Leaving the IS turned on when tripod mounted can be useful in harsh conditions, However, when I mount the camera on a tripod I usually forget to switch the IS off. I would expect this lens to behave the way my other IS lenses behave and to sense the camera is static and not activate the IS.
And like I already mentioned, the "jump" and "drift" occur when composing for an upright shot.
I don't believe this is a normal behavor of IS mode.
Actually, I have used IS while tripod mounted hundreds of times since 1999. The trade winds here in Hawaii cause enough vibration to spoil a photo, so IS can be a saving grace if you use it with intelligence. Thus, it would be a bummer if the lens automatically disabled IS when a tripod is sensed! However under calm conditions lenses with standard IS, e.g., 24-105 IS or 28-135 IS, will often cause artifacts as they spasm, so you gotta turn it off.

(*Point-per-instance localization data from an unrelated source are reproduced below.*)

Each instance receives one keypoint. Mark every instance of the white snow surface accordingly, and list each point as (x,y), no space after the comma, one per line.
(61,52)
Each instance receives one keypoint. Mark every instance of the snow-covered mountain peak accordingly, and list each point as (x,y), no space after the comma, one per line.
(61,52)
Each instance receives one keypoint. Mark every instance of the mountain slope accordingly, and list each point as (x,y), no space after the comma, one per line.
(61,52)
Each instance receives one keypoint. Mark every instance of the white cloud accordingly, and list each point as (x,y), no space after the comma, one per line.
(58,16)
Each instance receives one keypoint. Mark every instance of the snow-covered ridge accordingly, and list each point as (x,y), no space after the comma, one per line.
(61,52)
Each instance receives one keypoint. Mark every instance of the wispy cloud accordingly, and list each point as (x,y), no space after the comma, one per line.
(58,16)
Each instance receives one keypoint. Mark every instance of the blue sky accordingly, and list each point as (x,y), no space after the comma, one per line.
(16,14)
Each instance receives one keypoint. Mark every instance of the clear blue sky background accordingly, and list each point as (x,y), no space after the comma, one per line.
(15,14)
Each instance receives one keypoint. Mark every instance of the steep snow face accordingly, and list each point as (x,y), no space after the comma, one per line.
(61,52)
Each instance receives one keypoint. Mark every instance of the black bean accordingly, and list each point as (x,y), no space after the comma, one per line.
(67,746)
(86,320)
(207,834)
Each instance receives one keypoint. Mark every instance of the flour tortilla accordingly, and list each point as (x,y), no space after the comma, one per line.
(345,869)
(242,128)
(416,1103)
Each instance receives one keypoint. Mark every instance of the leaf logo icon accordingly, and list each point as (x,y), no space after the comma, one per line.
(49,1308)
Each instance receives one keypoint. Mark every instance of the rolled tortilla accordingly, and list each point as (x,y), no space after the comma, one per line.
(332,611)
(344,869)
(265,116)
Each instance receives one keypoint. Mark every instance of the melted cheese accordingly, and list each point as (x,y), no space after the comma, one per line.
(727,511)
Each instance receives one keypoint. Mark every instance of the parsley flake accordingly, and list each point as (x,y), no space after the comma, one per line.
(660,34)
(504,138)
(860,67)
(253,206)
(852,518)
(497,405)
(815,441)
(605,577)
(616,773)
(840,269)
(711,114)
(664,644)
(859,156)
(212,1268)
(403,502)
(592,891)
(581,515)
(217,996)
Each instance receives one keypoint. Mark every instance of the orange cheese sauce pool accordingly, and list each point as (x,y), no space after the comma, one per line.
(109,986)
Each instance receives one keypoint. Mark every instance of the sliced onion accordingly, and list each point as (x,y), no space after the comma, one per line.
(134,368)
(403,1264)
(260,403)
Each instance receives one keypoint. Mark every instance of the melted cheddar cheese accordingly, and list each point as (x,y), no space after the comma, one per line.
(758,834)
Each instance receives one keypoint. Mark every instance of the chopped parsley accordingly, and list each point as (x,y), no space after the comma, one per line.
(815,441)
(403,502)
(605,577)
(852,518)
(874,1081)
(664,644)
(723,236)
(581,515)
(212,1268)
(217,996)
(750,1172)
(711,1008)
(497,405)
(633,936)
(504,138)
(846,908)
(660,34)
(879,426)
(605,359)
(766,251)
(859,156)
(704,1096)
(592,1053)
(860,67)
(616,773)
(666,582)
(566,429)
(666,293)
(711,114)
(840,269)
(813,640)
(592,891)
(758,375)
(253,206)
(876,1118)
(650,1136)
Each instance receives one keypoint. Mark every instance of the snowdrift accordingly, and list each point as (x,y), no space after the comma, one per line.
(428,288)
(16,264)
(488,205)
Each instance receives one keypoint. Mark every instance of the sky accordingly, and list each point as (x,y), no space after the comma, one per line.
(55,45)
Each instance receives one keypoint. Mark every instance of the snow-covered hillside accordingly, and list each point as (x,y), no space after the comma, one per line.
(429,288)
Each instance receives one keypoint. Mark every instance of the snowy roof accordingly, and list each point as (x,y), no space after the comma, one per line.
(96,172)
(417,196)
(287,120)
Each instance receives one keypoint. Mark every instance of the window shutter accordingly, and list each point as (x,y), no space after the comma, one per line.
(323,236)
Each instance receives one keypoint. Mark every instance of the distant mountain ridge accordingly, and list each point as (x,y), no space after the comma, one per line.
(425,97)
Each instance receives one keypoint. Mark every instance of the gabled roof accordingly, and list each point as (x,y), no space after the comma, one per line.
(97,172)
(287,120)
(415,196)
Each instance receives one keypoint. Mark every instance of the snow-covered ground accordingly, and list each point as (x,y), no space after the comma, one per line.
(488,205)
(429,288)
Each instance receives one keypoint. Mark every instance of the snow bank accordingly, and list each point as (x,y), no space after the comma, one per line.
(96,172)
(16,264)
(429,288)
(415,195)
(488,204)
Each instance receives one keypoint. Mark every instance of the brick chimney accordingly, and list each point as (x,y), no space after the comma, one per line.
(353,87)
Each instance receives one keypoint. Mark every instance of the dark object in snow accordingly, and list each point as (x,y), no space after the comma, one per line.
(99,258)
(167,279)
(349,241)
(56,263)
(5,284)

Luckily there is a switch on the lens, so it only takes a moment.
As for the "jump" and "drift," it was extreme with my old EOS 5, 10S and Elan. Oddly, it is far less apparent with newer bodies such as the Elan 7NE, 20D and 5D. Nevertheless, I notice it nearly everytime I use IS. I haven't owned a supertele with tripod enabled IS--are they smoother?--but my EF 300 4L IS USM, 75-300 IS USM, 28-135 IS USM and 24-105 IS 4L USM were very similar as far as amount of "jump" and "drift" with my newer film and digital bodies.
"I would expect this lens to behave the way my other IS lenses behave and to sense the camera is static and not activate the IS."
You must have dreamed this spec! It is not mentioned in the manual, the white paper, Canon USA website nor any reviews I have read. This feature is only used on the highend supertelephotos, e.g., EF 400 2.8L IS USM, as far as I know.